The quality of an organization’s data often gets overlooked. Once this happens, all the problems that might arise are not always apparent. Business skills that improve data management must be rooted in the fundamental practices of the organization.
What is Data Quality?
The quality of data that impacts the business cycle can be felt on a fundamental level. Optimal data will lead to good business decisions. This can be traced back to the moment that data becomes the foundation for organized information. Applying knowledge (i.e. wisdom) flows directly out of the intelligence obtained from a company’s storehouse of information. Data cycles are as important as any factor of a company’s business model.
The Importance of High Quality Data and its Assessment
Industry reports suggest that data management was responsible for over $3 trillion in 2016. The benefits of well-managed data are enormous. Conversely, poor data quality can have cascading effects throughout an organization. It can compromise operations at all levels. Furthermore, because bad data enters the business cycle on a fundamental level, the errors it causes can be difficult to track down.
The ability to assess data at all levels is critical to performance. This involves accuracy, completeness, reliability, timeliness, and of course, relevant reporting. Quality from the very beginning is essential for high-level business strategies. When overlooked, it can lead to all sorts of operational errors, especially variable and intangible factors.

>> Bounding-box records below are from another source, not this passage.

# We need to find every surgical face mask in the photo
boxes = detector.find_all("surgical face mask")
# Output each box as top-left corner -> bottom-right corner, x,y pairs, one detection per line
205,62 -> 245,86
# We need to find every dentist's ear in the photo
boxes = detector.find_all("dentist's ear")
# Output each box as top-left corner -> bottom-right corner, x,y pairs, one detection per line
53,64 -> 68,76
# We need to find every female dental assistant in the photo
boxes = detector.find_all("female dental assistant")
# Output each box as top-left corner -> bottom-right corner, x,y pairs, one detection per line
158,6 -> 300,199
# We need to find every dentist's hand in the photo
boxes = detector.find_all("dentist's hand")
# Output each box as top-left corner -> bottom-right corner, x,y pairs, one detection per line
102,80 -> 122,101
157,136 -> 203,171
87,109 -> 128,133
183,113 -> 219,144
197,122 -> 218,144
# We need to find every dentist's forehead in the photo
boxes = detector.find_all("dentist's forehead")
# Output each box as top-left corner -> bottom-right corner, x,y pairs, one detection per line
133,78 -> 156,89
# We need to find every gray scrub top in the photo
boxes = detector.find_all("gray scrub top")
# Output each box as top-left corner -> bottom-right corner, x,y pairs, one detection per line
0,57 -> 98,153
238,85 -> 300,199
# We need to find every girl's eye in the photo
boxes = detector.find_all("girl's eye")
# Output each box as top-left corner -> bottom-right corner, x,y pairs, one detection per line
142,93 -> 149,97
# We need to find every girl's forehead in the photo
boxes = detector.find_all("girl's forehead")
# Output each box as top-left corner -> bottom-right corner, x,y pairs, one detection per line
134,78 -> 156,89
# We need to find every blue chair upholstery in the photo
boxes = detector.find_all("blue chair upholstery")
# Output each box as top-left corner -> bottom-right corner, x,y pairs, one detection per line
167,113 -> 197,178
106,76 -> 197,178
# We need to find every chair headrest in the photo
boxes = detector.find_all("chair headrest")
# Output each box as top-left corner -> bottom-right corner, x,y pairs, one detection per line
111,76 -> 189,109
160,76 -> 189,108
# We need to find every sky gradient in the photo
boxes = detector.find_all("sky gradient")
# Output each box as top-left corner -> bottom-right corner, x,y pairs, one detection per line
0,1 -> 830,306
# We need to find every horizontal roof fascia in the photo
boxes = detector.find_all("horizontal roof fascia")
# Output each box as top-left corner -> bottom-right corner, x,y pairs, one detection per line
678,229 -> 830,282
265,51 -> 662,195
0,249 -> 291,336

High-level Managerial Approaches
It is important to recognize that the quality of data is as much of an issue for management as it is for IT departments. IT professionals can help organize, secure and keep data uncorrupted. However, managers must still ensure that data is practical for operations. There are several fundamental approaches to data quality management. These includes:
- applying data appropriately
- integrating information
- understanding data and its sources
- mastering chosen data
- remaining focused on business initiatives
- establishing a culture of responsibility across departments
- avoiding complacency
Establishing the necessary framework and questions that accompany high-quality data is challenging. This is because, the degree to which a data application will impact a specific department or operational area can vary substantially. It is important to get implementations right because overall corporate agendas depend upon the entire organization functioning well together.
How to Improve Quality through Specific Management Strategies
Organizations also need to mitigate human errors, departmental communication gaps, and inefficient data strategies. These areas have been shown by research as the most disconcerting for top-level management. Customer insights are also considered important to the managerial process. Monitoring consumer practices can significantly improve analytics for audits and risk management.
Specific skills for improving data quality management include:
- assess data across top-level management and departments
- define roles, terms, and aspects of governance
- keep accurate and relevant reporting (including metadata)
- determine the root cause of issues
- maintain an awareness that includes indicators (KPIs) that lead to complete, unique, and consistent data
- keep data entry and solutions cost effective
Each of these skills supports the integration and mastery of data matching, profiling, product information, digital assets, reporting, and overall governance of an organization.
Conclusion
Data management will invariably be a complex endeavor. Nevertheless, it is still a predictable variable of success. Solutions begin at an organization’s core values and operations. Managers must be well versed at interrelated skills while being adept at communicating across departments.